Consequences of the green movement in foreign direct investment
Silberman and Santos explained that social unrest has not materially affected foreign investment in Chile and Colombia. Investments are still high in Chile and there have been certain factors that helped maintain foreign investment levels (ie, Chile is still ranked first in the competitiveness rate index). Also, there is a developing plan on making Chile a global centre for green energy power to attract foreign investors. On the other hand, in Colombia, the green movement could affect FDI in the oil and mining industry as Colombia is a party to the United Nations Declaration on the Rights of Indigenous Peoples that protects indigenous communities and requires companies to consult with these communities on the impact investments, which creates a great degree of uncertainty and scepticism.
Tornovsky commented that social unrest in Brazil has truly affected investors and increased uncertainty levels. Cohen and Rodriguez Cardoso further observed that investment related to the green movement is expected to increase in Mexico and the US. The North American Free Trade Agreement (NAFTA) provides Mexico with clear rules on eco-treatment, but populist measures could affect investment.
M&A due diligence
The panellists concluded that during the Covid-19 pandemic on-site due diligence decreased. In addition, proper due diligence now requires reviewing compliance with governmental directives on Covid-19 (such as remote work, suspension of labour relations and testing requirements). In general, transactions required longer timeframes because virtual due diligence takes longer, the parties try to avoid regulatory restrictions and governmental approvals and many ongoing transactions had to be re-negotiated as a result of the crisis. In Colombia, for example, timing for closing has slowed down because metrics for pricing are currently distorted and companies’ financial statements do not reflect the true impact of the coronavirus pandemic.
Force majeure and MAC clauses
The members of the panel commented on contract parties’ discussions and disputes around force majeure and material adverse change (MAC) clauses during contractual negotiations following the breakout of the pandemic.
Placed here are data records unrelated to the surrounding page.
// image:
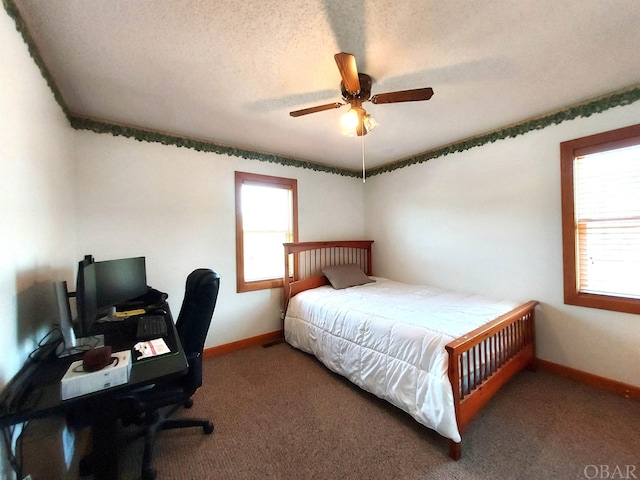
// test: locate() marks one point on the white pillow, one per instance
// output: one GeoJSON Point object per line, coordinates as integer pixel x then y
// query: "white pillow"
{"type": "Point", "coordinates": [343, 276]}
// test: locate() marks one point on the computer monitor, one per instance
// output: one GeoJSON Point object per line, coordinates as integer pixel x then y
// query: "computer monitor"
{"type": "Point", "coordinates": [119, 280]}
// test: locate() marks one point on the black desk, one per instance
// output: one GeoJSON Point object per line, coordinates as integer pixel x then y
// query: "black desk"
{"type": "Point", "coordinates": [42, 397]}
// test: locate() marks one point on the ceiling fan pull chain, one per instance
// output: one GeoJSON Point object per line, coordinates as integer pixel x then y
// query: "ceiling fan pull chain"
{"type": "Point", "coordinates": [363, 169]}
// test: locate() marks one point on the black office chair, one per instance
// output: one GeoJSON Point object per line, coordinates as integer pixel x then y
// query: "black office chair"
{"type": "Point", "coordinates": [153, 407]}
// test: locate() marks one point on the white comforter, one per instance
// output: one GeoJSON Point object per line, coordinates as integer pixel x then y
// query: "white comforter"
{"type": "Point", "coordinates": [388, 338]}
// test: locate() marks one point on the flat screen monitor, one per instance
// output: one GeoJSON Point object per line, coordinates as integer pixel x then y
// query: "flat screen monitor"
{"type": "Point", "coordinates": [120, 280]}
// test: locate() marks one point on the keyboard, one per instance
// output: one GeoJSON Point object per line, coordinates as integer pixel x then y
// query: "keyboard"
{"type": "Point", "coordinates": [150, 327]}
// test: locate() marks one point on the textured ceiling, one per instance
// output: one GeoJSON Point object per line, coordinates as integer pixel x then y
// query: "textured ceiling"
{"type": "Point", "coordinates": [230, 71]}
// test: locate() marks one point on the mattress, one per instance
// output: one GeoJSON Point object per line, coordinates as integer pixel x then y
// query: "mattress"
{"type": "Point", "coordinates": [389, 339]}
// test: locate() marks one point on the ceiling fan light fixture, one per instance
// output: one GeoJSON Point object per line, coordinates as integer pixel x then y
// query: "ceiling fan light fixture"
{"type": "Point", "coordinates": [350, 120]}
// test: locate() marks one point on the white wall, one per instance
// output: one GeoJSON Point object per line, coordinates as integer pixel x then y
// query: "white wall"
{"type": "Point", "coordinates": [36, 201]}
{"type": "Point", "coordinates": [488, 221]}
{"type": "Point", "coordinates": [177, 207]}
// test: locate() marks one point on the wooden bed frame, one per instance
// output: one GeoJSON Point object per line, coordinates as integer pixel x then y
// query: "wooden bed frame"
{"type": "Point", "coordinates": [511, 335]}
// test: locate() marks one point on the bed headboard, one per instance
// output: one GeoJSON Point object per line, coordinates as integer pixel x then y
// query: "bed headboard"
{"type": "Point", "coordinates": [304, 261]}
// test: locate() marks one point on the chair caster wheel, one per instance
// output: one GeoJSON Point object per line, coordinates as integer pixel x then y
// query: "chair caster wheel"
{"type": "Point", "coordinates": [149, 474]}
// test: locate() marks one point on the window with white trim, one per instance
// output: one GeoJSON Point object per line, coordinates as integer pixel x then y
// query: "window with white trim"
{"type": "Point", "coordinates": [600, 177]}
{"type": "Point", "coordinates": [266, 217]}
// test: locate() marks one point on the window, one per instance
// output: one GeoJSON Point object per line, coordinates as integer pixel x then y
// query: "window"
{"type": "Point", "coordinates": [266, 217]}
{"type": "Point", "coordinates": [600, 181]}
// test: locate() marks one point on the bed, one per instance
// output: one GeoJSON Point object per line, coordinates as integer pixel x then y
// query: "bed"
{"type": "Point", "coordinates": [436, 354]}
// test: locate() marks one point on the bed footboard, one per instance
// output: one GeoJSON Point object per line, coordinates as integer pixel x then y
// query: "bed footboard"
{"type": "Point", "coordinates": [486, 358]}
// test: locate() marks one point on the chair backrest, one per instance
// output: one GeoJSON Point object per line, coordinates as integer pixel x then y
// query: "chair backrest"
{"type": "Point", "coordinates": [200, 297]}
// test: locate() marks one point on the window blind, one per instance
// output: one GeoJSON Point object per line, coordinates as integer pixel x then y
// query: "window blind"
{"type": "Point", "coordinates": [607, 209]}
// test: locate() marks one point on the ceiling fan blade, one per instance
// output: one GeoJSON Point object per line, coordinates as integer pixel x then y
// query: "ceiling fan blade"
{"type": "Point", "coordinates": [415, 95]}
{"type": "Point", "coordinates": [319, 108]}
{"type": "Point", "coordinates": [348, 71]}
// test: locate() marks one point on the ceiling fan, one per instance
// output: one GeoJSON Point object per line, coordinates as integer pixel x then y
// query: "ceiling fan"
{"type": "Point", "coordinates": [356, 89]}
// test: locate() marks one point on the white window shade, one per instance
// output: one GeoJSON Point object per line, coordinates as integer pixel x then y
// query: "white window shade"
{"type": "Point", "coordinates": [267, 223]}
{"type": "Point", "coordinates": [607, 209]}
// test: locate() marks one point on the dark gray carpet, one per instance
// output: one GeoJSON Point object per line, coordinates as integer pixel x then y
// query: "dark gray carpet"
{"type": "Point", "coordinates": [279, 414]}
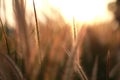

Representations and warranties’ insurance
Silberman and Tornovsky discussed the application of representations and warranties (R&W) insurance in M&A transactions in Brazil and Chile, concluding that R&W insurance is still limited due to high costs, tax liabilities and limited coverage. Kovnats discussed the use of escrow accounts as an alternative and cost implications.
Legal fees and cost containment
Finally, Kovnats and Cohen noted that there has been an increase of costs control on legal fees in transactions closed in Canada and the US.